IMO 1959 - Problem 4

Problem: Construct a right-angled triangle whose hypotenuse $c$ is given if it is known that the median from the right angle equals the geometric mean of the remaining two sides of the triangle.
Solution: Analysis. Let $a$ and $b$ be the other two sides of the triangle. From the conditions of the problem we have $c^2=a^2+b^2$ and $\frac{c}{2}=\sqrt{ab}\iff \frac{3}{2}c^2=a^2+b^2+2ab=(a+b)^2\iff \sqrt{\frac{3}{2}}c=a+b$. Given a desired $\triangle{ABC}$ let $D$ be a point on ($AC$ such that $CD=CB$). In that case, $AD=a+b=\sqrt{\frac{3}{2}}c,$ and also, since $BC=CD$, it follows that $\angle{ADB}=45^0$.

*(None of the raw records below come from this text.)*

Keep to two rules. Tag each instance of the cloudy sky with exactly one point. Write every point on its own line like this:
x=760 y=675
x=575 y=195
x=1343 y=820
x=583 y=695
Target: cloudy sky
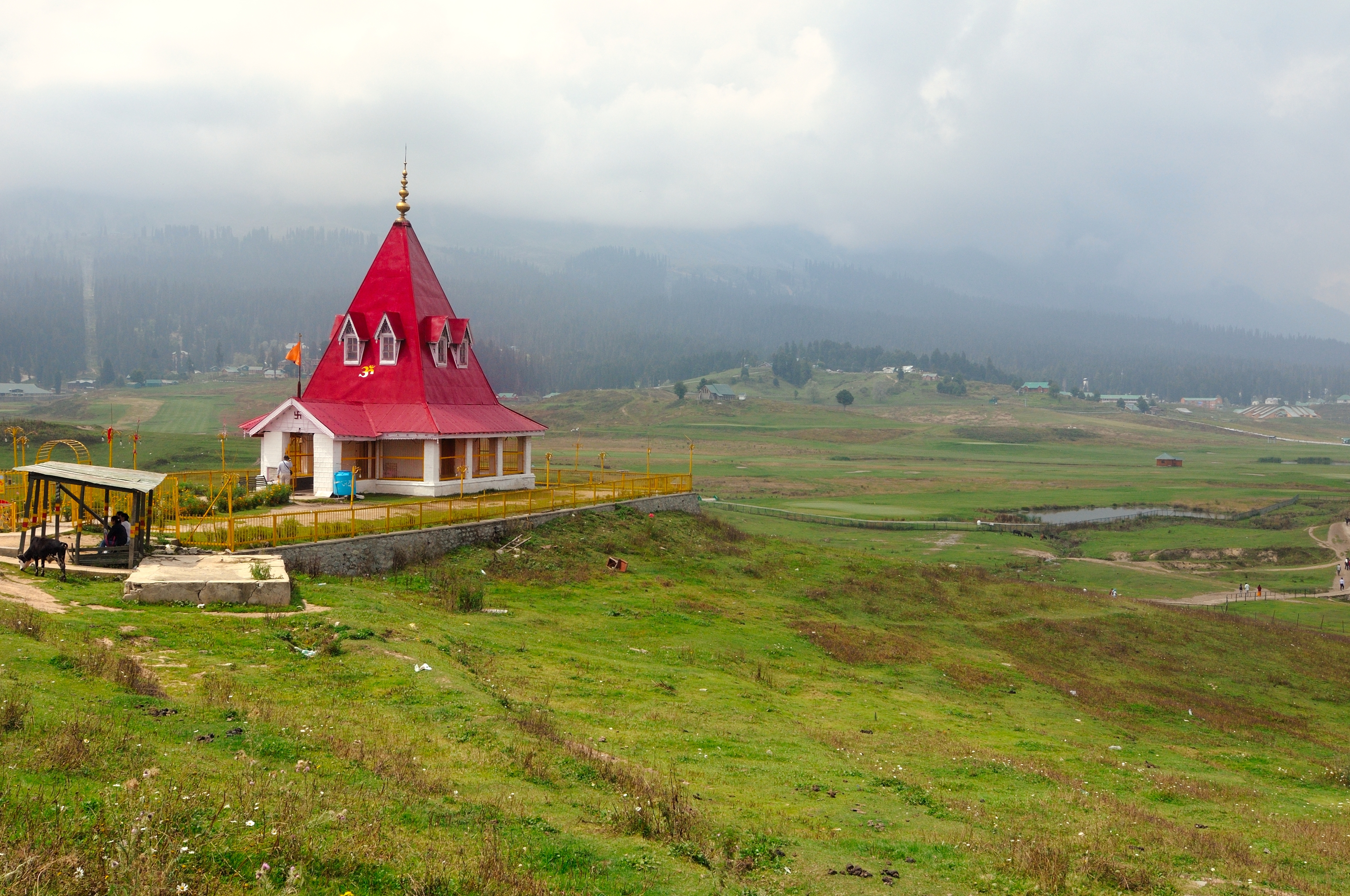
x=1174 y=145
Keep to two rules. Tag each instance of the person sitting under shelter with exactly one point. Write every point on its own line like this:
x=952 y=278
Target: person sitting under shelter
x=121 y=531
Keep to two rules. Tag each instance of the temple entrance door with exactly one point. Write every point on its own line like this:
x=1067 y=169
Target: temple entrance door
x=302 y=450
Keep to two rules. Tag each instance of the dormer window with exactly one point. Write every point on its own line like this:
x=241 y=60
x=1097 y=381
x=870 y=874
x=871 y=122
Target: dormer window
x=447 y=339
x=351 y=344
x=388 y=343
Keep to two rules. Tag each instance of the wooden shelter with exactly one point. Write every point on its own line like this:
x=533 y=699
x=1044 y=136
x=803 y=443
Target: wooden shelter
x=49 y=481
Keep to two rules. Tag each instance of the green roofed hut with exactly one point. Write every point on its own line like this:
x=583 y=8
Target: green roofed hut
x=51 y=479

Construction. From a segment of length $c$ we elementarily construct a segment $AD$ of length $\sqrt{\frac{3}{2}}c$. We then construct a ray $DX$ such that $\angle{ADX}=45^0$ and a circle $k(A,c)$ that intersects the ray at point $B$.
Finally, we construct the perpendicular from $B$ to $AD$; point $C$ is the foot of that perpendicular.

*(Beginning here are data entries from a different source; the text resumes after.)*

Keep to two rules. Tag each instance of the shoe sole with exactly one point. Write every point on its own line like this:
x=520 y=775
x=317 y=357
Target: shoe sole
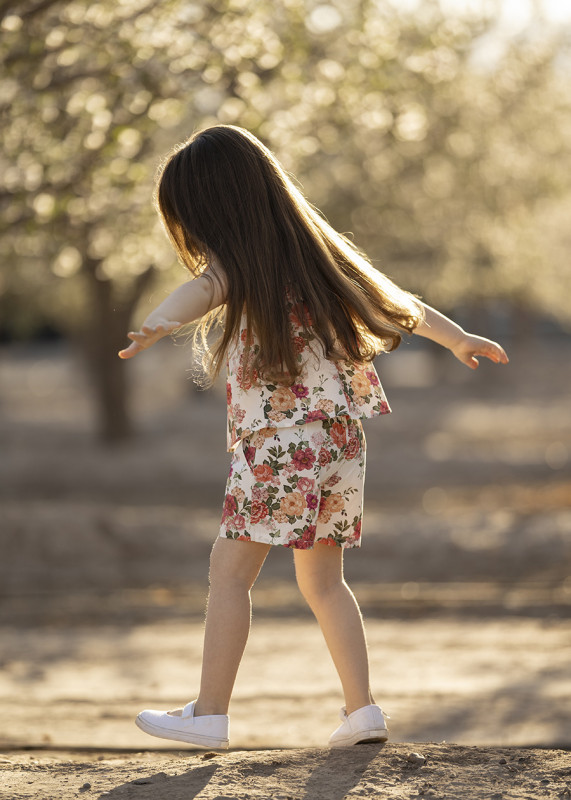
x=180 y=736
x=363 y=737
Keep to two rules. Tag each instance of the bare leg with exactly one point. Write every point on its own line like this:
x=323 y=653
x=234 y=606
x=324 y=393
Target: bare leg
x=234 y=567
x=319 y=575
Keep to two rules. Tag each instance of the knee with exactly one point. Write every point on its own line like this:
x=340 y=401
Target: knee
x=317 y=589
x=235 y=564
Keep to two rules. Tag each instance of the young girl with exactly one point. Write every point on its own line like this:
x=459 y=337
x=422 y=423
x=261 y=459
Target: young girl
x=302 y=314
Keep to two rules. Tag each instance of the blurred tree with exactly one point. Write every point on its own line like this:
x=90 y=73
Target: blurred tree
x=449 y=175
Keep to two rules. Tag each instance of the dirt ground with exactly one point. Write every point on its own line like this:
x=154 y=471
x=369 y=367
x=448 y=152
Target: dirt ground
x=463 y=577
x=395 y=771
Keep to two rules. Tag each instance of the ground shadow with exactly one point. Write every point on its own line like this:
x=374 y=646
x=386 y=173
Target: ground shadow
x=187 y=785
x=346 y=766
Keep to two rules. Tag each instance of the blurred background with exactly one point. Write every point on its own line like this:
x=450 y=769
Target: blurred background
x=437 y=135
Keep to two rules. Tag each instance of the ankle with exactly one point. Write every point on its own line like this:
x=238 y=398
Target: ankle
x=209 y=709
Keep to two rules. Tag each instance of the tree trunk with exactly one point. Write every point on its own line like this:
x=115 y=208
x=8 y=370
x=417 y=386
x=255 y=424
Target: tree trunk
x=104 y=337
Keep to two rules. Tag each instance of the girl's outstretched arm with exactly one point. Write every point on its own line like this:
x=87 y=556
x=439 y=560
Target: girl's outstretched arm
x=465 y=346
x=186 y=304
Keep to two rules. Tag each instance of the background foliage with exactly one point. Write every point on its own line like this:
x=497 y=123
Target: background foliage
x=449 y=171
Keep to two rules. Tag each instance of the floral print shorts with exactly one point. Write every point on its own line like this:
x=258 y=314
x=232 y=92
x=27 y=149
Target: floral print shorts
x=298 y=486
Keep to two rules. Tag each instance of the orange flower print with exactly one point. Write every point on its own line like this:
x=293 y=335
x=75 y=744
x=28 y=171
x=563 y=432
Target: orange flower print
x=360 y=385
x=283 y=399
x=293 y=504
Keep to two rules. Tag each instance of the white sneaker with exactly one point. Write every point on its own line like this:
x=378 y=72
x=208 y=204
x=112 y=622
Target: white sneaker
x=367 y=724
x=182 y=726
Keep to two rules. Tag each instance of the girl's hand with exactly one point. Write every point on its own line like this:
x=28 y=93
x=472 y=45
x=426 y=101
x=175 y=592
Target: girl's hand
x=469 y=346
x=147 y=336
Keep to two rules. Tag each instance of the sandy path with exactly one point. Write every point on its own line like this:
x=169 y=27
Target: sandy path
x=497 y=682
x=451 y=772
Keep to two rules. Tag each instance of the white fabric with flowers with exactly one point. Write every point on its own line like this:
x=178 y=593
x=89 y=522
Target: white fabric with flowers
x=326 y=389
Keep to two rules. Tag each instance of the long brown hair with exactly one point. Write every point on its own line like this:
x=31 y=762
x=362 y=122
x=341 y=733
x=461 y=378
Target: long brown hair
x=223 y=196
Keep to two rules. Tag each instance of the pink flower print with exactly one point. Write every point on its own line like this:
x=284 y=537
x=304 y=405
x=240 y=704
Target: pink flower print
x=324 y=513
x=324 y=457
x=289 y=470
x=250 y=454
x=352 y=449
x=334 y=503
x=304 y=542
x=292 y=504
x=238 y=414
x=318 y=439
x=283 y=399
x=299 y=344
x=338 y=433
x=314 y=416
x=259 y=493
x=230 y=506
x=305 y=484
x=263 y=473
x=326 y=405
x=304 y=458
x=312 y=501
x=332 y=480
x=238 y=494
x=300 y=390
x=258 y=512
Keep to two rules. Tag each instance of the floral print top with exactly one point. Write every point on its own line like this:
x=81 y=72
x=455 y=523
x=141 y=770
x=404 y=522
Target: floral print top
x=325 y=389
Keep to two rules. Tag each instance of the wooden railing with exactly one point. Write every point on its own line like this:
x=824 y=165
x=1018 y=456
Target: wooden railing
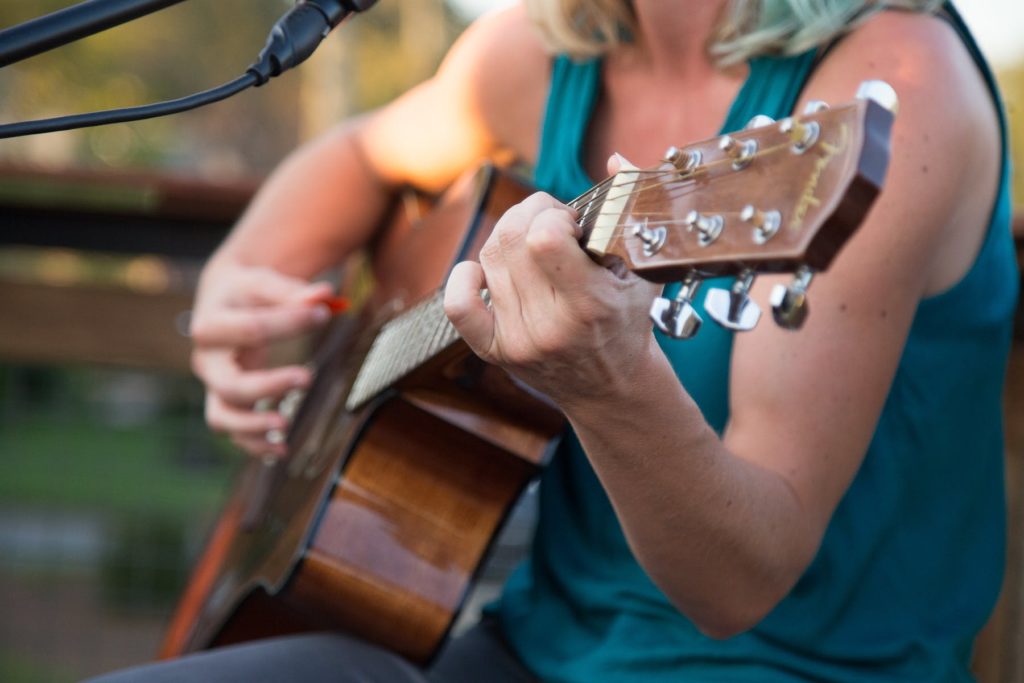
x=183 y=220
x=75 y=315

Proof. It holds that $AB=c$ and since $CB=CD$, it also holds that $AC+CB=AC+CD=AD=\sqrt{\frac{3}{2}}c$. From this it follows that $\sqrt{AC.CB}=\frac{c}{2}$. Since $BC$ is perpendicular to $AD$, it follows that $\angle{BCA}=90^0$. Thus $ABC$ is the desired triangle.
Dicussion. Since $AB\sqrt{2}=\sqrt{2}c>\sqrt{\frac{3}{2}}c=AD>AB$, the circle $k$ intersects the ray $DX$ in exactly two points, which correspond to two symmetric solutions.